3. The Straw Bale House
Photos by Terry Tao for Houssmax Realty Marketing Ltd.
Cheryl Bradbee has been interested in sustainable homes ever since she, along with a couple of her friends, commissioned the construction of one in Mississauga in the late-90s. “I’m irritated by bad design, and I’m irritated by inefficiency, and I’m a strong environmentalist,” she says. “Housing is one of the biggest contributors of greenhouse gas emissions in Canada.”
The home, which was split up into three separate units with a common area so Bradbee and her friends could live together but have privacy, is dubbed “the Straw Bale House.” That’s because of its unique — and highly effective — insulation, which helped it earn a 2007 Urban Design Award. The main level of the nearly 6,900-square-foot post-and-beam build is insulated with stacked straw bales that are held together by chicken wire and steel needles and coated with stucco. The materials were chosen in keeping with a goal to build an eco-friendly house entirely out of non-toxic elements (bamboo flooring and rolling steel doors are some of the other finishes).
There are solar panels on the roof, and batteries in the basement store enough power to last up to two days. The latter is a rare feature today, but with power-grid uncertainty, Bradbee expects many other homes to incorporate the option in the future. While she sold the home — designed by pioneering green architect Martin Liefhebber — over the pandemic after buying out the other two co-owners, she’s pleased with its legacy. Bradee, who now lives in what she calls an “almost” passive house that she built on the east coast, says a contractor recently told her that the Straw Bale House “is a historically important home in Canada.”
4. zero79
Photos by Michael Peart
Designlines Magazine had the following to say about Leicher’s Greektown infill project named zero79, which he spearheaded with his firm baukultur/ca in 2017 to showcase sustainable homebuilding techniques and untapped potential for gentle density: “These intertwining semis might be Toronto’s greenest homes.”
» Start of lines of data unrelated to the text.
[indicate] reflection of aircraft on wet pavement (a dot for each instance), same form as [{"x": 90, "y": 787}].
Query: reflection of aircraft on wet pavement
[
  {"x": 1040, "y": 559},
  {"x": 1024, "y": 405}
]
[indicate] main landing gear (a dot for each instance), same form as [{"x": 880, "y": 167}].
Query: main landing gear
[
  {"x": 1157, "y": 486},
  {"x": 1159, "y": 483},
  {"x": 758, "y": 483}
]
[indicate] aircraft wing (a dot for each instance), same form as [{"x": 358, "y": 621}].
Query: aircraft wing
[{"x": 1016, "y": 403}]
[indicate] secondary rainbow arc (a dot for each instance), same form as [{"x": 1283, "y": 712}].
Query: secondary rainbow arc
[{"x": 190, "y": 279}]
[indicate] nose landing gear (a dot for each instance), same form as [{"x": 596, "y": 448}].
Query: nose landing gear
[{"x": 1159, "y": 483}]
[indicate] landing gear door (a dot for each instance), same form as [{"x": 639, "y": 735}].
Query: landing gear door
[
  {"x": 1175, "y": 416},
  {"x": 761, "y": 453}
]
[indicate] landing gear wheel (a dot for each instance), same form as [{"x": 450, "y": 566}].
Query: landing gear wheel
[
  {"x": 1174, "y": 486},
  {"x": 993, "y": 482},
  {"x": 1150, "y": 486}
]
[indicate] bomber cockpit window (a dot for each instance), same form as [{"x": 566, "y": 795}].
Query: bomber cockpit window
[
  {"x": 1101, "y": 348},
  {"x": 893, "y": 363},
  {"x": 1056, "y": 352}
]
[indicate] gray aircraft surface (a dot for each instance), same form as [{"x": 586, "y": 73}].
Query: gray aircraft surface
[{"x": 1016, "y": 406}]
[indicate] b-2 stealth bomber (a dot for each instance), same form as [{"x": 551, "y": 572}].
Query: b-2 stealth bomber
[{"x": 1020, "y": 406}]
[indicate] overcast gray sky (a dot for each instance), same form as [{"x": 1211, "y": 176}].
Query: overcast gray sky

To replace a single-family home with a semi on a very narrow lot, Leicher got creative. There wasn’t room for a conventional side-by-side setup, so he went with something else. “Instead of arranging them on top of each other, they’re more or less front and back,” he explains. The door to the second home is tucked toward the back.
The home is a sort of case study in how to add livable Missing Middle homes — which fall somewhere between detached houses and mid-rise buildings and are desperately needed, housing advocates say — on tiny lots.
The architect chose zero79 as a name for two reasons. First, the property’s address is 79 Eaton Ave. and second, the project was originally designed to meet net-zero standards, meaning it can produce as much energy as it consumes. (Solar panels still need to be installed for the home to technically meet the standard, but it is fully electric, relying on a heat-pump system). “Basically, the house is built in a way that it can last more than 100 years,” says Leicher, noting the use of a metal roof and metal and fiber-cement siding as opposed to, say, vinyl. “As much as possible we used local materials.”
The entire home was also pre-fabricated, with panels built off site then hoisted into place by a crane, like putting together giant Lego. The method reduces waste and trims construction time by a full third. “You don’t get huge amounts of cutoff lumber and plywood flying around.”